Most Americans have some knowledge about this Nation’s two wars for Independence, the Revolutionary War and the War of 1812. The Revolutionary War, fought from 1775 to 1783, to gain American Independence from Britain is better known. The War of 1812, fought from 1811 to 1815, to secure American Independence from Britain and promote American expansion, is more obscure. But what has become of the battlefields and other areas associated with those conflicts? The National Park Service has the honor of preserving numerous battlefields and areas that are important in understanding each of these conflicts. Many more are preserved by states and local governments or other public or private entities.

As the 225th Anniversary of the Revolutionary War approached in 2000, members of the United States Congress were concerned that the “historical integrity of many Revolutionary War sites and War of 1812 sites” were at risk. In order to determine the significance of the sites and to asses long and short term threats to their integrity, Congress passed The Revolutionary War and War of 1812 Historic Preservation Study Act of 1996 (P.L. 104-333, Section 603; 16 USC Ia-5 Notes).

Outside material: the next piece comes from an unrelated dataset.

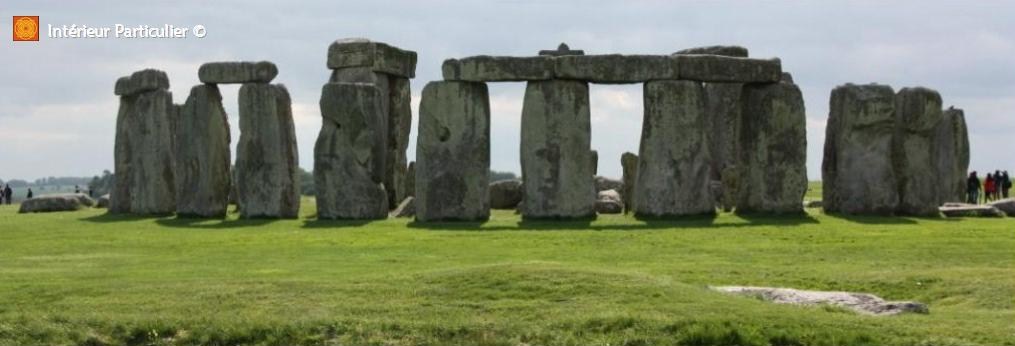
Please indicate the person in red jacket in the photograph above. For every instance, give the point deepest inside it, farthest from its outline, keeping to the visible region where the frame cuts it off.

After years of extensive research and collaboration by all entities involved in preservation of these many important and invaluable sites, the resulting “Report to Congress on the Historic Preservation of Revolutionary War and War of 1812 Sites in the United States” was completed and presented to Congress. It is the most comprehensive list of Revolutionary War and War of 1812 Sites taken on by the federal government. The report reflects the results of years of study and was successful in identifying the sites of almost 3,000 events associated with the two wars, including 60 sites within the National Park System. The study is perhaps the broadest federal effort ever undertaken to determine the status of Revolutionary War and War of 1812 resources.

The Revolutionary War and the War of 1812 are preserves in the National Park System in areas as diverse as Independence Hall in Pennsylvania, Fort McHenry National Monument in Maryland, King’s Mountain National Military Park in South Carolina, Fort Stanwix National Monument in New York, Perry's Victory and International Peace Memorial in Ohio, George Rogers Clark National Historical Park in Indiana, and Minute Man National Historical Park in Massachusetts. Through partnerships and a tireless commitment to history and the future, these and other places that reflect the roots of American freedom, sacrifice, and sovereignty can be saved for future generations through prompt and focused action today.